C'est donc un récit oedipien dont il est question, dans le triangle père, mère et enfant, tous trois s'aimant mais ayant des goûts dissemblables, des exigences opposées, car la mère est un peu exclue, car son angoisse de voir sa fille jouer ces jeux dangereux (avec le lion) ou excitant sa jalousie (avec son mari) va croissant lorsque ces jeux contre nature se multiplient, car, surtout, comme son nom l'indique, Sybil, elle a le don de divination et le tourment corrélatif.
Ce triangle oedipien se déplace en effet depuis le père jusqu'au lion, dont Patricia se sent à la fois mère, puisqu'elle l'a nourri, fille vu leur taille respective, et femme.

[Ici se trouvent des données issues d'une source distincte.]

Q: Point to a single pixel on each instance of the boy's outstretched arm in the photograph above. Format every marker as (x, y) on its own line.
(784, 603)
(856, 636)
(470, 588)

D'ou la jalousie qu'elle essaie d'endormir vis à vis de sa mère, par une sorte de pitié puisqu'elle sait que son père et elle forment couple, mais qui se révèle, forte, passionnée, haineuse, irrémédiable vis à vis des femelles du lion.
Car les femelles apparaissent, avec leur progéniture, et elles aussi veulent défendre leur bien, leur mâle, il est à elles.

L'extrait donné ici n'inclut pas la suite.